Les Palestinien·nes déshumanisé·es
Les massacres du Hamas du 7 octobre ont donné lieu, à juste titre, à des portraits humanisants des victimes israéliennes et étrangères, ainsi que des familles qui continuent d’attendre la libération de leurs proches.
Les Palestinien·nes, de leur côté, ne bénéficient pas d’un tel traitement médiatique et sont souvent réduit·es à des additions désincarnées : 1000, 6000, 7000, 10 000 morts. Malgré les problèmes d’accès et les conditions de travail extrêmement dangereuses à Gaza pour les journalistes locaux, notre profession doit trouver les moyens d’humaniser aussi ces victimes civiles des pilonnages et raids israéliens. Leurs proches et leur douleur aussi doivent être racontés.
Malheureusement cette humanisation n’apparaît pas comme une priorité pour tous et toutes. Au contraire, certain·es éditorialistes et invité·es s’acharnent à expliquer que tous les morts n’ont pas la même valeur : les Palestinien·nes ne seraient que des « dommages collatéraux ». Ils et elles hiérarchisent les vies humaines et leur parole est accueillie sans être questionnée ou confrontée aux faits.

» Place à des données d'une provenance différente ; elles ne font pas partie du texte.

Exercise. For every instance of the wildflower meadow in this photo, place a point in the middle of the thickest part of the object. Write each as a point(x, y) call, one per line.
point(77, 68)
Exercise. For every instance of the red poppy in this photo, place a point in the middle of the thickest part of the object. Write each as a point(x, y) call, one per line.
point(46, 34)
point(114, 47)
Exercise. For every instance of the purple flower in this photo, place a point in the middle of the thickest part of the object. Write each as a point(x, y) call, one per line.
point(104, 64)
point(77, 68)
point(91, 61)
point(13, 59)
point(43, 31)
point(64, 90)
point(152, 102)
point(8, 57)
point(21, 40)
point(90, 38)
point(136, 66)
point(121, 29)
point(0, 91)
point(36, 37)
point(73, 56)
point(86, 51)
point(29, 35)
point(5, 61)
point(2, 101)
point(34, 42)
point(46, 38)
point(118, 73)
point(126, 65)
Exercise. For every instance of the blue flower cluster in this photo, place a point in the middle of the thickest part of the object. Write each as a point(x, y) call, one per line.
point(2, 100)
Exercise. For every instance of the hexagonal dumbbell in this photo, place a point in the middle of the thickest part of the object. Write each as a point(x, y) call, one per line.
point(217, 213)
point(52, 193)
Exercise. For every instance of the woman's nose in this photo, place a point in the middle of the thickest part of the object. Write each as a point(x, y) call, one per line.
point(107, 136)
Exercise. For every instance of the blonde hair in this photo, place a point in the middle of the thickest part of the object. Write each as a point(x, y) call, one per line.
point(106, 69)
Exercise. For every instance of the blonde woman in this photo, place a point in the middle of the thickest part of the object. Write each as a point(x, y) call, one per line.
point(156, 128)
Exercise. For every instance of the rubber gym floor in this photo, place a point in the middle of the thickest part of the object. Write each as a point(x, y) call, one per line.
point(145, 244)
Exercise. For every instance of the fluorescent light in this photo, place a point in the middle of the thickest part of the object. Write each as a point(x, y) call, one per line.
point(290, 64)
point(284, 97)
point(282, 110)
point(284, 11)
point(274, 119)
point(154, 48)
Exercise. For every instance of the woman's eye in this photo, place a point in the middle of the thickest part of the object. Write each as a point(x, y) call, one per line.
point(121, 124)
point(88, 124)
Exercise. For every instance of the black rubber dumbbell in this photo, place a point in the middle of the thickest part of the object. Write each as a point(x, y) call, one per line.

“Condamnez vous le Hamas?”
Nombre de nos consoeurs et confrères s’obstinent par ailleurs à demander des condamnations par leurs invité·es palestinien·nes ou pro-palestinien·nes, lorsque ils et elles sont invité·es, au sujet des massacres de civils par le Hamas. La récurrence de cette question et l’insistance de certain·es à la poser révèlent un double standard. Le rapport à leur gouvernement ne constitue pas un préalable aux interviews d’Israélien·nes alors que leur armée tue des civils et des journalistes à un rythme inédit, et que leurs représentant·es multiplient propos ou actes meurtriers et déshumanisants.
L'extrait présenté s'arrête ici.